System Interpretability

In Figure 3, we show the distribution of the mean emoji features for the top 10 most important features when using the mean emoji feature across sentences (64 total features). We noted that the interpretation and even visual representation of these emojis vary greatly, and these emojis were not used in the social media posts but were extracted by DeepMoji [38]. For example, the pistol emoji has been replaced by a ray gun or water gun in most platforms. From these distributions, it is clear that there is considerable variability across posts. This visualization also highlights the difficulty in discriminating the varying levels of risk when compared with the no risk posts. Of these top 10, 2 winking emojis are negatively correlated with risk, marking the importance of a positive sentiment. As expected, the negative emojis are more important, with the pistol, skull, and broken heart emoji ranked in the top 5.

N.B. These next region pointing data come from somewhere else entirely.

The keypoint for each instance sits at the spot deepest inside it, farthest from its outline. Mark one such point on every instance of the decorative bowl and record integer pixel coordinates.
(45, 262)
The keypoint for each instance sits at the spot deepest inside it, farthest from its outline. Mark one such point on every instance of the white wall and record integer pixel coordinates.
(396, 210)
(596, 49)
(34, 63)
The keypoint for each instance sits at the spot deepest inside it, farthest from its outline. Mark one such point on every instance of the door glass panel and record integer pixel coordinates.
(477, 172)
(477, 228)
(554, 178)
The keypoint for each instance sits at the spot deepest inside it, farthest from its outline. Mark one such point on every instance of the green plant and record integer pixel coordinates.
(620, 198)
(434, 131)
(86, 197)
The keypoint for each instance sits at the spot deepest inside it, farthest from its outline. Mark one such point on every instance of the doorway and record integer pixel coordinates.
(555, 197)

To better understand judgments made by our trained classifier, we present predictions in Figure 4 on a set of composite quotes and their themes from a study of suicide notes [34]. For each quote, we presented the initial prediction (with the granular/fine-grained prediction in parentheses). Across the 10 quotes, 3 were classified as crisis, 4 as red, and 3 as amber. One of the amber classifications is under the “Hopelessness secondary to chronicity of illness and treatment” theme, further suggesting that our system may not recognize expressions of hopelessness.

All words were iteratively masked to indicate their effects on the predicted class (see Methods section). In Figure 4, words that affected predictions are color coded. The colored words are important for indicating severity as removing them makes the quotes appear less severe to our system. Examining these words suggests that negations affected severity (eg, “not,” “can’t”). In the quotes, negations seemed to indicate a perceived failure or not having done or achieved something the person felt they ought to. Expressions of hopelessness (ie, “no hope left”) were also important in classifying quotes as severe by our system. Words reflecting an unwillingness or inability to continue were also important (ie, “I’m done,” “I am too tired to”) as were words indicating loneliness (ie, “being isolated”). In contrast, replacing a green word with an unknown word shifted the predicted class to a more severe category (eg, from red to crisis). On examining the nature of the green words (ie, “what,” “after”), it was not clear why these words were important for lessening the severity of the quotes.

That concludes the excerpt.